Die CD wird in einem wirklich schicken Digipack geliefert, auf dem Cover sind vier Weizenähren abgebildet, deren Stengel in einen Barcode übergehen. So ein Bild reizt natürlich direkt zum spekulativen Interpretieren, vermutlich hat es was mit "Leben“ und "Verdinglichung“ zu tun ("I’m not a number, I am a free man“, wie es bei DEATH IN JUNE und IRON MAIDEN heißt) oder ist sogar eine direkte Anspielung auf die prekäre Lage, in der sich Israel befindet.
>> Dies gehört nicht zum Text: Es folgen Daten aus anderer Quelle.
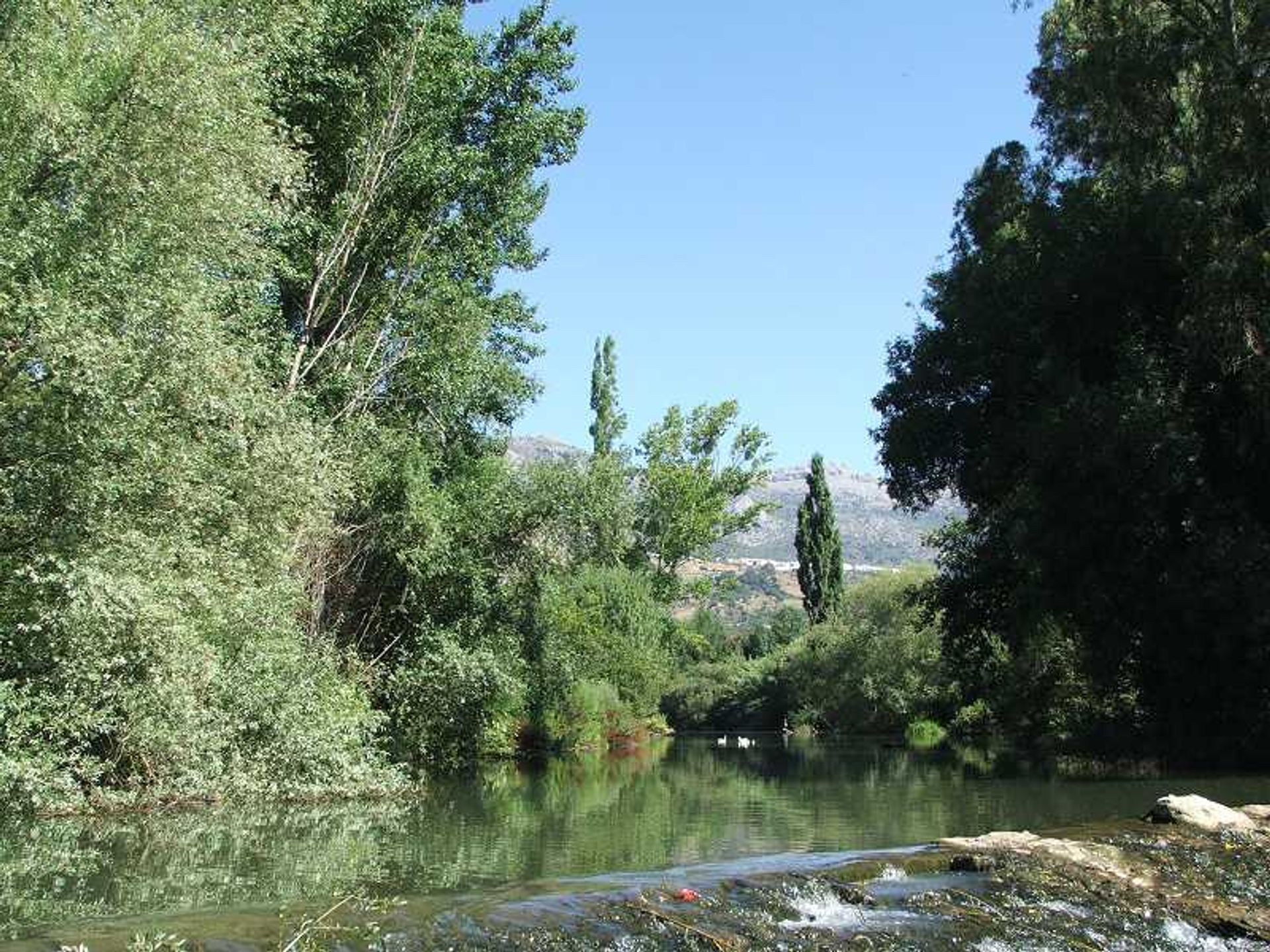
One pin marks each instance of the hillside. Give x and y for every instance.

Nun denn, los geht’s mit MORTALMANIFEST, einem relativ neuen Projekt, welches auch gerade unter dem Titel "Wake“ auf dem israelischen Label HOUSE OF THE LAST LIGHT eine Vollzeit-CD veröffentlicht hat. Auf ihrer "Myspace“-Seite geben sie u.a. an, von solchen COLD MEAT-Acts wie SKIN AREA und IRON JUSTICE beeinflusst zu sein. Abgesehen davon, dass es doch wundern sollte, solche weniger als mittelspannenden Industrialprojekte schon als Einflussgrößen anderer vermittelt zu bekommen, ist dieser Selbstbeschreibung nichts hinzuzufügen. Auf "Noise.Il“ sind sie zweimal vertreten. Ihr Opener des Samplers "Fear Establishment For Lucifer Jupiter“ besteht aus einer etwas soundtechnisch bearbeiteten, englischsprachigen Rede, die von Zuschauerlachen und nervösem Trommeln begleitet wird. Das Ganze dauert gut zehn Minuten und der "Clou“ des Ganzen wird einem, wenn überhaupt nur klar, wenn man auch weiß, um was es in dieser bearbeiteten Rede geht. Also fragte ich einfach mal beim verantwortlichen "Industrialisten“ nach. Laut seiner Antwort beschäftigte er sich hier mit Verschwörungstheorien, im speziellen mit dem "Einfluss“ der "Illuminaten“ auf die USA, demnach handle die Rede von dem "Plan“, den Planeten Jupiter zu sprengen, um dann... äh, naja, irgendwie wollen jedenfalls die "Illuminaten“ die Welt beherrschen, tut mir leid, ich bekomme von so Theorien Kopfweh. Die Rede stamme von einem christlichen Ex-Illuminaten, der die Welt vor so luziferischen Plänen warnen möchte.  Ähnlich gelagert auch der andere MORTALMANIFEST-Track "The Star Of Washington“, drei Minuten mehr oder weniger rhythmischer Noise, inhaltlich von der Entdeckung inspiriert, derzufolge man auf Satellitenphotos sehen könne, dass um das  "Weiße Haus“ ein satanisches Pentagramm erkennbar sei, an welchem besagter Regierungssitz die nach unten weisende Spitze markiert.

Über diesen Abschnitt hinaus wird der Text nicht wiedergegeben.